La seconda questione che affrontiamo oggi è relativa alla decisione della Corte Costituzionale di cancellare con una mossa politicamente salutare anche se tardiva, la legge elettorale vigente e quindi il parlamento che governa. Se la politica lo avesse anticipato con una nuova legge elettorale sarebbe stato meglio ma il cincischiamento e l’incapacità manda il Paese alle urne e dunque la censura costituzionale si intende applicabile e dunque deputati e senatori sono delegittimati ad agire sul piano politico. Dunque la politica voti subito una legge elettorale che sani e restituisca il diritto di decidere e poi chiamare alle urne gli italiani.
Dobbiamo ravvederci operosamente e in fretta rispetto al buonsenso che ci ha fatto dire finora “Letta vada avanti”. Perché rimaniamo convinti che in una democrazia occidentale o è la politica che dà risposte ai cittadini e al Paese o quelle risposte non si daranno e sarà il populismo e i carri armati a darli. Noi siamo convinte che l’aver massacrato i partiti e dunque la politica abbia portato anche al declino. Noi siamo assolutamente convinte che l’attuale sistema politico abbia portato su seggi istituzionali personaggi anacronistici anche attraverso un premio di maggioranza senza eguali nel mondo democratico,noi siamo convinte che un parlamento che non sa legiferare non abbia il diritto di continuare a farci morire.

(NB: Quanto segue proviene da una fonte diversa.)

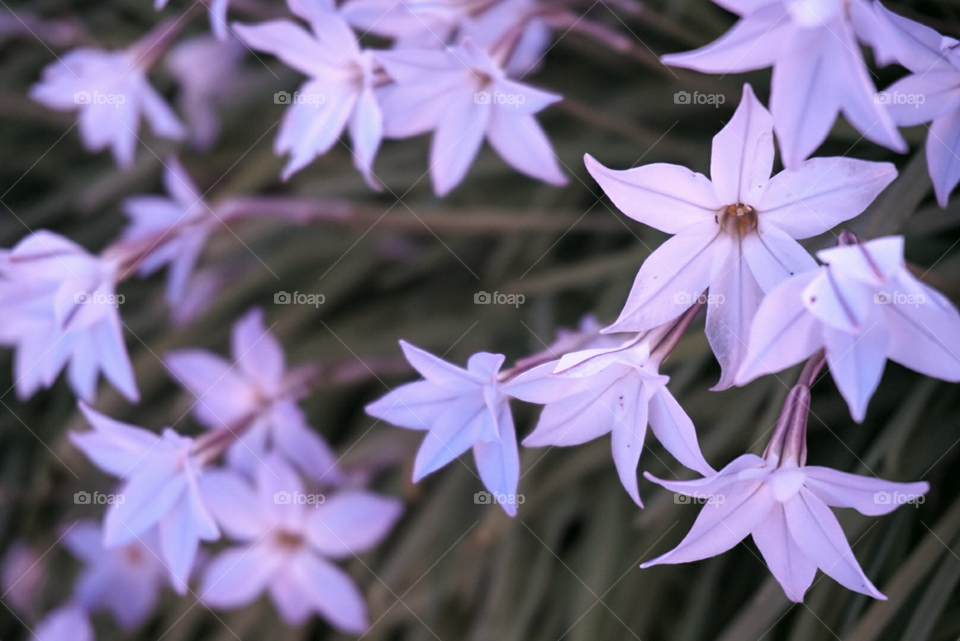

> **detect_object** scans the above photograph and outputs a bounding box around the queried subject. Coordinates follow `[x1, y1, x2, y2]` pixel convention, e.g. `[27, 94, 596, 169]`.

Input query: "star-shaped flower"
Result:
[30, 45, 186, 169]
[164, 308, 341, 484]
[503, 337, 715, 507]
[377, 38, 567, 196]
[234, 0, 383, 190]
[640, 387, 930, 602]
[0, 230, 139, 402]
[737, 236, 960, 422]
[662, 0, 907, 169]
[366, 341, 520, 516]
[200, 457, 403, 634]
[63, 521, 170, 630]
[586, 85, 897, 389]
[70, 403, 220, 594]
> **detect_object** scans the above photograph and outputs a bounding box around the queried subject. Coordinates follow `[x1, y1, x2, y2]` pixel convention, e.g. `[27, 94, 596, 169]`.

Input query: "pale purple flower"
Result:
[377, 38, 567, 196]
[70, 403, 220, 594]
[166, 36, 247, 151]
[662, 0, 907, 169]
[503, 338, 715, 507]
[366, 341, 520, 516]
[876, 3, 960, 207]
[586, 85, 897, 389]
[737, 236, 960, 422]
[0, 230, 139, 402]
[235, 0, 383, 190]
[63, 521, 170, 630]
[30, 43, 186, 169]
[200, 457, 403, 634]
[640, 387, 930, 602]
[164, 308, 341, 484]
[121, 156, 214, 307]
[30, 603, 95, 641]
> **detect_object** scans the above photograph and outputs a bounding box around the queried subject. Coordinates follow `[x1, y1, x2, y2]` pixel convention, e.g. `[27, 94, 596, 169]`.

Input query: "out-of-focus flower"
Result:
[662, 0, 907, 169]
[166, 36, 246, 151]
[30, 45, 186, 169]
[30, 603, 94, 641]
[63, 521, 170, 630]
[0, 539, 47, 619]
[586, 85, 897, 389]
[70, 403, 220, 594]
[640, 386, 930, 602]
[164, 309, 341, 484]
[377, 38, 567, 196]
[876, 3, 960, 207]
[737, 236, 960, 422]
[235, 0, 383, 190]
[200, 456, 403, 634]
[0, 230, 139, 401]
[121, 156, 215, 307]
[366, 341, 520, 516]
[503, 338, 715, 507]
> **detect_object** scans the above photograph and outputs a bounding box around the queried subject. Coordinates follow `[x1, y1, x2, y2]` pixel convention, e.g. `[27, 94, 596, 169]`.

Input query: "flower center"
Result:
[717, 203, 757, 236]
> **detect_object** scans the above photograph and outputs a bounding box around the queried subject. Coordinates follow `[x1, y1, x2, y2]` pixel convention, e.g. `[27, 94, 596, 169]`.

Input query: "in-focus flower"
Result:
[30, 43, 186, 169]
[164, 308, 341, 484]
[0, 230, 139, 402]
[30, 603, 95, 641]
[737, 236, 960, 422]
[200, 456, 403, 634]
[366, 341, 520, 516]
[377, 38, 567, 196]
[121, 156, 214, 307]
[166, 36, 247, 151]
[63, 521, 170, 630]
[640, 386, 930, 602]
[70, 403, 220, 594]
[235, 0, 383, 190]
[876, 2, 960, 207]
[503, 330, 715, 507]
[586, 85, 897, 389]
[662, 0, 907, 169]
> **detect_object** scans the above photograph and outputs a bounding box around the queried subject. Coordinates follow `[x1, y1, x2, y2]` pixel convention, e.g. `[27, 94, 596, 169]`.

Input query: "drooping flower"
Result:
[30, 603, 95, 641]
[70, 403, 220, 594]
[586, 85, 897, 389]
[377, 38, 567, 196]
[503, 328, 715, 507]
[737, 236, 960, 422]
[366, 341, 520, 516]
[640, 386, 930, 602]
[199, 456, 403, 634]
[662, 0, 907, 169]
[235, 0, 383, 190]
[121, 156, 220, 307]
[876, 3, 960, 207]
[63, 521, 170, 630]
[30, 44, 186, 169]
[0, 230, 139, 402]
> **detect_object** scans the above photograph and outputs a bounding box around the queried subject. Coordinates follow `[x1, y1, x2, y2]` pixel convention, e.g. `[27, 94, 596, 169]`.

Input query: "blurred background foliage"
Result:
[0, 0, 960, 641]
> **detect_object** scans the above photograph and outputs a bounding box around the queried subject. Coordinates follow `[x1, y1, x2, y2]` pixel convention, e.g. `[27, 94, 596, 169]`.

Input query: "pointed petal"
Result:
[584, 154, 721, 234]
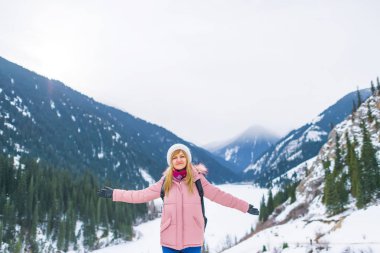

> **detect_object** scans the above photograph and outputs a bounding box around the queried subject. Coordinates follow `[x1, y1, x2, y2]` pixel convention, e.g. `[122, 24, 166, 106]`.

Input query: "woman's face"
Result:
[172, 151, 187, 170]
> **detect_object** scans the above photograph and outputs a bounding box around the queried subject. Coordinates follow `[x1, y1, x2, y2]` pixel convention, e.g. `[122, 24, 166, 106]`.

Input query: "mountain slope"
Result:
[209, 126, 279, 172]
[0, 58, 238, 188]
[244, 89, 370, 185]
[225, 89, 380, 253]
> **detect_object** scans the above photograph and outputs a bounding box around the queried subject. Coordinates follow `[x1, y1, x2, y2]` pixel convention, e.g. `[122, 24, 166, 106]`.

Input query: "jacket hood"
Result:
[162, 163, 208, 179]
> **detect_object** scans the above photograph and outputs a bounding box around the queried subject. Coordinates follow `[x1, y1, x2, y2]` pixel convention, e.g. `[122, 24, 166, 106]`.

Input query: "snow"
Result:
[224, 206, 380, 253]
[94, 184, 267, 253]
[224, 146, 239, 161]
[50, 100, 55, 110]
[311, 114, 325, 125]
[4, 122, 16, 131]
[305, 130, 327, 142]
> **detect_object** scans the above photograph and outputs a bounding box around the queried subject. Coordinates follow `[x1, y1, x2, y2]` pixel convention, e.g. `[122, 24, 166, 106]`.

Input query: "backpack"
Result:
[160, 178, 207, 230]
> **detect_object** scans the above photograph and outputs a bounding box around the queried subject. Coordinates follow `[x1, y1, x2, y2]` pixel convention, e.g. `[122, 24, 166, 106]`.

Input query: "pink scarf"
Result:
[173, 168, 187, 181]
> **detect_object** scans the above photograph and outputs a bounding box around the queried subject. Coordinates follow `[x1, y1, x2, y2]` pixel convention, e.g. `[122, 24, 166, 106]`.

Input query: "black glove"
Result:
[98, 186, 113, 198]
[247, 204, 260, 215]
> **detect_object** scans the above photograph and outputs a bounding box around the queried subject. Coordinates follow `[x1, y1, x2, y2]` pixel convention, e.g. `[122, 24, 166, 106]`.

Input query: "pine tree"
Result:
[259, 195, 268, 221]
[356, 88, 362, 108]
[367, 103, 374, 123]
[333, 133, 343, 177]
[334, 174, 348, 214]
[352, 100, 357, 114]
[360, 122, 380, 204]
[267, 189, 274, 217]
[290, 183, 298, 203]
[346, 132, 360, 197]
[57, 220, 66, 250]
[371, 80, 376, 95]
[0, 220, 3, 249]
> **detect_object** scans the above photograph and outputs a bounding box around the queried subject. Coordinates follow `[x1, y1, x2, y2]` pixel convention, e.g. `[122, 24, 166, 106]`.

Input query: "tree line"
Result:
[323, 78, 380, 215]
[0, 155, 147, 253]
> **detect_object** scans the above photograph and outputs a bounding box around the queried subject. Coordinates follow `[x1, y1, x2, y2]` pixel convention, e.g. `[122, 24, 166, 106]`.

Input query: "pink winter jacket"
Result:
[113, 164, 249, 250]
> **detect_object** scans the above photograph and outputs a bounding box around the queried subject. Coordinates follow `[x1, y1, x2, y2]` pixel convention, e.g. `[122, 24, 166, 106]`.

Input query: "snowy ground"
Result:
[94, 184, 267, 253]
[224, 205, 380, 253]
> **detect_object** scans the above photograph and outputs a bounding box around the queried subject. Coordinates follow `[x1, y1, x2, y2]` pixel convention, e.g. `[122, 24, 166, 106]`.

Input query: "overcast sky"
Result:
[0, 0, 380, 145]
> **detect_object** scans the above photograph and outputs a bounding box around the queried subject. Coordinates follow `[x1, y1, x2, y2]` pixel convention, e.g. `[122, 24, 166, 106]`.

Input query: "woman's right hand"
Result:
[98, 186, 113, 198]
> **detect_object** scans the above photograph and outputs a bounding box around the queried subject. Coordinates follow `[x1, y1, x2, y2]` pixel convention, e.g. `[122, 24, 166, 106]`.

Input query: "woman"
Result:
[98, 144, 259, 253]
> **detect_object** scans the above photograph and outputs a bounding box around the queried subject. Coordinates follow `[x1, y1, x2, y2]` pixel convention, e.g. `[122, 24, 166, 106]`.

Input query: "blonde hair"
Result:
[164, 149, 194, 196]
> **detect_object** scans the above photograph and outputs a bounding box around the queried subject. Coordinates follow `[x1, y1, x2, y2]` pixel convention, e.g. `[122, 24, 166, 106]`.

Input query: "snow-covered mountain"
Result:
[225, 90, 380, 253]
[0, 57, 239, 188]
[244, 89, 371, 185]
[206, 126, 279, 172]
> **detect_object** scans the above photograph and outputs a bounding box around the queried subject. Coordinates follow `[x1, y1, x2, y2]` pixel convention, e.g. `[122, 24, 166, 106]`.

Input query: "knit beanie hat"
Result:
[166, 143, 191, 166]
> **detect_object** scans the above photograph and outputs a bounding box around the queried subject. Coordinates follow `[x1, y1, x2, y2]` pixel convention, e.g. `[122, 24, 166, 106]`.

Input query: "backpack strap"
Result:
[160, 177, 166, 201]
[195, 179, 207, 229]
[160, 178, 207, 229]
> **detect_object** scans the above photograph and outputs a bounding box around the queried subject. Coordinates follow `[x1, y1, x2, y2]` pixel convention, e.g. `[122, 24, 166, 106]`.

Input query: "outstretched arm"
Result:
[201, 175, 258, 215]
[101, 177, 163, 203]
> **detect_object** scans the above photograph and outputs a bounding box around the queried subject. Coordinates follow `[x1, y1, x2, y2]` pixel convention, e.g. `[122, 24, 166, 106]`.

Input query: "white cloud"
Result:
[0, 0, 380, 144]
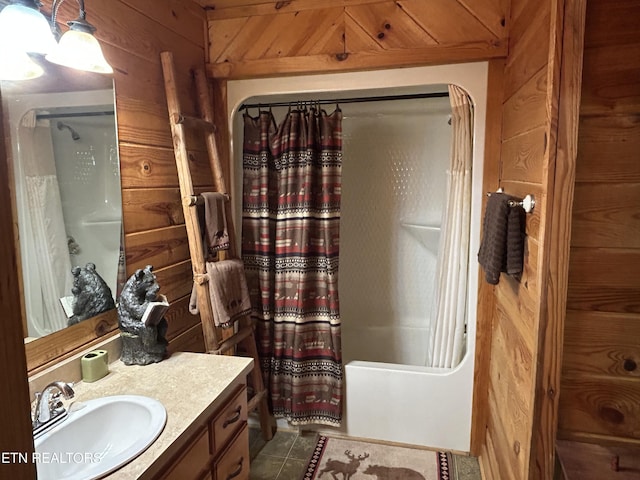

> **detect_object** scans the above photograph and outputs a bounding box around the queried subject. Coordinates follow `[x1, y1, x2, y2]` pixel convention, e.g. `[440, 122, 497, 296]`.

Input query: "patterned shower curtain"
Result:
[242, 109, 343, 425]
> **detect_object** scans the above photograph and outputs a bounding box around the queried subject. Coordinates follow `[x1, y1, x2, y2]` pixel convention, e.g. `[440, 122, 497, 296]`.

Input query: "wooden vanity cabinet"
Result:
[157, 385, 250, 480]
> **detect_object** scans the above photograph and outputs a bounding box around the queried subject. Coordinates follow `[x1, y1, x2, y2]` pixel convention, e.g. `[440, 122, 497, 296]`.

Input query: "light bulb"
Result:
[45, 29, 113, 73]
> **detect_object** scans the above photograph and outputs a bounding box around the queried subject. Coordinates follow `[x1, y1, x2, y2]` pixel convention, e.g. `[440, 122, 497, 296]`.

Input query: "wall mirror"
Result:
[0, 54, 125, 370]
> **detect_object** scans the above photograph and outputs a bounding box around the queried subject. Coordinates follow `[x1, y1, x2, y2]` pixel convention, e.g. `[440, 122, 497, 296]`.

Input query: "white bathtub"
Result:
[344, 356, 473, 452]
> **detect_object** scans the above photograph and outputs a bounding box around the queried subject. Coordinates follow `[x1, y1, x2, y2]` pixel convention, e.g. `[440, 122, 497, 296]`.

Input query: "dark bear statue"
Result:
[118, 265, 168, 365]
[68, 263, 116, 326]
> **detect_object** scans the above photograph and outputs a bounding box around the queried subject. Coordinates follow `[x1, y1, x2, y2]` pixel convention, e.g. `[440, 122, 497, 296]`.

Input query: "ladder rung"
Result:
[172, 113, 216, 132]
[209, 326, 253, 355]
[182, 193, 229, 207]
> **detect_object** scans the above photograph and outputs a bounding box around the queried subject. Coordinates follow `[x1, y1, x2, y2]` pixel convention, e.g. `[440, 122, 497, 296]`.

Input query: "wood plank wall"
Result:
[558, 0, 640, 445]
[198, 0, 508, 79]
[474, 0, 584, 479]
[480, 0, 552, 480]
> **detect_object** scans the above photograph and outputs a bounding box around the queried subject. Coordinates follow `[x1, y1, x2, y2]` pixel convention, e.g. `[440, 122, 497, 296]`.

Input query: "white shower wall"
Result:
[51, 115, 122, 295]
[339, 99, 451, 365]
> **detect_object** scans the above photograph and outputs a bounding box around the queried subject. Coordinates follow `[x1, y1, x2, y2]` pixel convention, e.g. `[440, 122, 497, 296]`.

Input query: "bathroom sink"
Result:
[34, 395, 167, 480]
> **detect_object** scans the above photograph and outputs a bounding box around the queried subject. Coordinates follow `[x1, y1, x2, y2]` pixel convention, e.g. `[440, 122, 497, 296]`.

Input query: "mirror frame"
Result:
[0, 62, 124, 376]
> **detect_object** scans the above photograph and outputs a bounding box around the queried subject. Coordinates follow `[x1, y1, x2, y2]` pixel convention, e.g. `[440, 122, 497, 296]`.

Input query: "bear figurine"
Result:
[68, 263, 116, 326]
[118, 265, 168, 365]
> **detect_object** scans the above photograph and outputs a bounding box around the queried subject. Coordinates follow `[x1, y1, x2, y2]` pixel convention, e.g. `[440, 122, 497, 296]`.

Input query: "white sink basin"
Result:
[35, 395, 167, 480]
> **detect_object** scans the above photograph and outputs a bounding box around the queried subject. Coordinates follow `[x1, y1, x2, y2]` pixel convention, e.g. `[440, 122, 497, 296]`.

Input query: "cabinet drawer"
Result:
[214, 423, 251, 480]
[211, 385, 247, 454]
[162, 428, 211, 480]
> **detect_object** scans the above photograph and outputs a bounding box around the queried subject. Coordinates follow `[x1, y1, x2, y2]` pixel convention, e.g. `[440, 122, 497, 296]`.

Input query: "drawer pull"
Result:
[222, 405, 242, 428]
[227, 457, 244, 480]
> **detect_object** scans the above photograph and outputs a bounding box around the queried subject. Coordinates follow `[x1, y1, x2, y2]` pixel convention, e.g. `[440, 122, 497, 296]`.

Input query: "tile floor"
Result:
[249, 428, 481, 480]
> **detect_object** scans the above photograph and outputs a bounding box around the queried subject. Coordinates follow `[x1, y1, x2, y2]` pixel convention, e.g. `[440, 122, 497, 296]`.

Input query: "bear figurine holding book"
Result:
[118, 265, 169, 365]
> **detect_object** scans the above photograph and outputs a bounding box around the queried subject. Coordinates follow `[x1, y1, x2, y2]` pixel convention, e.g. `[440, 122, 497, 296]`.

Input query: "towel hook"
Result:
[487, 187, 536, 213]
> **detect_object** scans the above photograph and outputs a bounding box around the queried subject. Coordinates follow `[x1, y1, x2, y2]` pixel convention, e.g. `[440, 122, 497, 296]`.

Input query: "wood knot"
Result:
[622, 358, 638, 372]
[599, 407, 624, 425]
[94, 320, 112, 337]
[275, 1, 291, 10]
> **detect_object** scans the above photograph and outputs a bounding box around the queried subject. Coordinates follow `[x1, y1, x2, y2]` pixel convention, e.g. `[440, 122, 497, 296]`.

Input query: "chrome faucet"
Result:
[32, 381, 75, 436]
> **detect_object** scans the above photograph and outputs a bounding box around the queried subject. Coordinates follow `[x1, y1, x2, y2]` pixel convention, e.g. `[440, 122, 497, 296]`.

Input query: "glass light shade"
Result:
[0, 48, 44, 80]
[45, 30, 113, 73]
[0, 4, 56, 54]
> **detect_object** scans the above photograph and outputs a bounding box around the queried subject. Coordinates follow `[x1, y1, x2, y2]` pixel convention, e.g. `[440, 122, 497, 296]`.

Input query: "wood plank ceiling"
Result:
[198, 0, 506, 78]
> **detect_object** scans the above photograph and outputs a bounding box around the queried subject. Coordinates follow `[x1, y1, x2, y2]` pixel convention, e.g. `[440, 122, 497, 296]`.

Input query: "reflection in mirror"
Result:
[0, 62, 125, 339]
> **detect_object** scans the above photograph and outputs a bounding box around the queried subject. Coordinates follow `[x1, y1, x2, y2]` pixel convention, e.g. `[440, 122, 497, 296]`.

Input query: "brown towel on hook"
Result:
[200, 192, 229, 256]
[189, 258, 251, 327]
[478, 192, 525, 285]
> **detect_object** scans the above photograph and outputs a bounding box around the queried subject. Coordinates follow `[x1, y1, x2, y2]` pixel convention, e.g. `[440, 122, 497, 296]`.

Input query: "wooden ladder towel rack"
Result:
[160, 52, 273, 440]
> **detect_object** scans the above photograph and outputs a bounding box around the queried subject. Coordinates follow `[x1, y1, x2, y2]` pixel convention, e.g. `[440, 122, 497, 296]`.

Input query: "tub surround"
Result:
[31, 344, 253, 480]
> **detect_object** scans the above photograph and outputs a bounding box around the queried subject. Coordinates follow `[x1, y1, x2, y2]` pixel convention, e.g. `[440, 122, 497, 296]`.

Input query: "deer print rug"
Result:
[302, 435, 454, 480]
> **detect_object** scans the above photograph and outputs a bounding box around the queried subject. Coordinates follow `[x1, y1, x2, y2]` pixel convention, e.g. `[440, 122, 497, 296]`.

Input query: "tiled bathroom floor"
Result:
[249, 428, 481, 480]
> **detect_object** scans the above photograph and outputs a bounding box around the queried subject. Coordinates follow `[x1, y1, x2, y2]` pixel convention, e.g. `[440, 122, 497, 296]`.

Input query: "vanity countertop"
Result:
[69, 352, 253, 480]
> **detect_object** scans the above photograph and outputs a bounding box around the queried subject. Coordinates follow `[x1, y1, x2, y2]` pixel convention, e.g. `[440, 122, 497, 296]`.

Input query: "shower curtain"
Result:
[242, 109, 343, 426]
[430, 85, 473, 368]
[19, 111, 73, 336]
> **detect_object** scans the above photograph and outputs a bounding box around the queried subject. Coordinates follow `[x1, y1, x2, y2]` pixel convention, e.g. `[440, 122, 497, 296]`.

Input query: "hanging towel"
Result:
[478, 193, 525, 285]
[201, 192, 229, 256]
[189, 258, 251, 327]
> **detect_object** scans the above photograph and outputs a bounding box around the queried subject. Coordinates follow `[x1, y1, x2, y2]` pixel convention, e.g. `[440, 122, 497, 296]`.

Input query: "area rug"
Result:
[302, 435, 454, 480]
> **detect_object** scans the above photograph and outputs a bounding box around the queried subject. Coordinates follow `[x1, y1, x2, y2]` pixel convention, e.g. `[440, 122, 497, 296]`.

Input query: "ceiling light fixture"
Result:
[45, 0, 113, 73]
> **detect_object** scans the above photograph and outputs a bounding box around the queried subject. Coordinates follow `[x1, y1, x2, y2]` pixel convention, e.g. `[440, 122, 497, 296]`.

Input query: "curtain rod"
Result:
[36, 111, 114, 120]
[238, 92, 449, 110]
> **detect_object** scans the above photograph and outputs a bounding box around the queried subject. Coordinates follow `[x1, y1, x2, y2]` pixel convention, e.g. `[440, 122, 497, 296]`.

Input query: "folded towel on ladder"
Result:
[200, 192, 229, 256]
[478, 192, 526, 285]
[189, 258, 251, 327]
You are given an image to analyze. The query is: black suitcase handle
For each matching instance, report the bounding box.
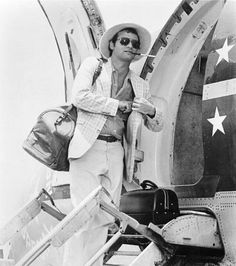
[140,180,158,189]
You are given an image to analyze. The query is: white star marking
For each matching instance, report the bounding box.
[207,107,226,136]
[216,38,235,65]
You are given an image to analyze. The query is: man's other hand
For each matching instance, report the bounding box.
[132,98,156,118]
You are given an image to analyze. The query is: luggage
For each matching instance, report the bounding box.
[23,105,77,171]
[120,180,179,225]
[23,59,103,171]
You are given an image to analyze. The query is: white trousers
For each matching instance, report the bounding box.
[63,140,124,266]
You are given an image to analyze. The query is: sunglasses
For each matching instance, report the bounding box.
[117,37,140,49]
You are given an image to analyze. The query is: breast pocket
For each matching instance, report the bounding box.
[76,113,86,125]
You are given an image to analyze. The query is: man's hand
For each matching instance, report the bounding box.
[118,101,132,113]
[132,98,156,118]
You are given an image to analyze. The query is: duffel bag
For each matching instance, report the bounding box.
[120,180,179,225]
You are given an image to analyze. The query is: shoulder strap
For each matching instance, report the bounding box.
[61,58,103,119]
[92,58,103,85]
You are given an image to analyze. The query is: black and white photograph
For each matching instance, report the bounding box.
[0,0,236,266]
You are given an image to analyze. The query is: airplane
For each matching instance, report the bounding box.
[0,0,236,265]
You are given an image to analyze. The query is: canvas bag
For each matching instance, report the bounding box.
[23,59,103,171]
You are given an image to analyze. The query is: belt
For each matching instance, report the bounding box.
[97,135,118,142]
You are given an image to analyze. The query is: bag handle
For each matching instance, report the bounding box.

Dunque si formino nuove alleanze sui programmi con nuove aggregazioni con leadership rinnovate di donne e uomini che abbiano competenze, si dia subito una legge elettorale legittima a questo nostro Paese che aiuti a costruire un nuovo sistema politico. Il tempo è brevissimo perché Governo e Parlamento sono di fronte ad un bivio: se rinviano ancora il varo della legge elettorale, perdono ulteriori quote della residua credibilità, e rischiano di essere travolti dalla piazza; se fanno la nuova legge, aprono le porte alle elezioni. Insomma, comunque vada, le urne si fanno più prossime. Chi vuole uscirne vivo deve sapere che oggi ha una piccola finestra temporale per reinventarsi altrimenti ci penserà il Paese “sciapo e infelice” (la nuova definizione dell’Italia data dal Censis), e saranno dolori, tanti.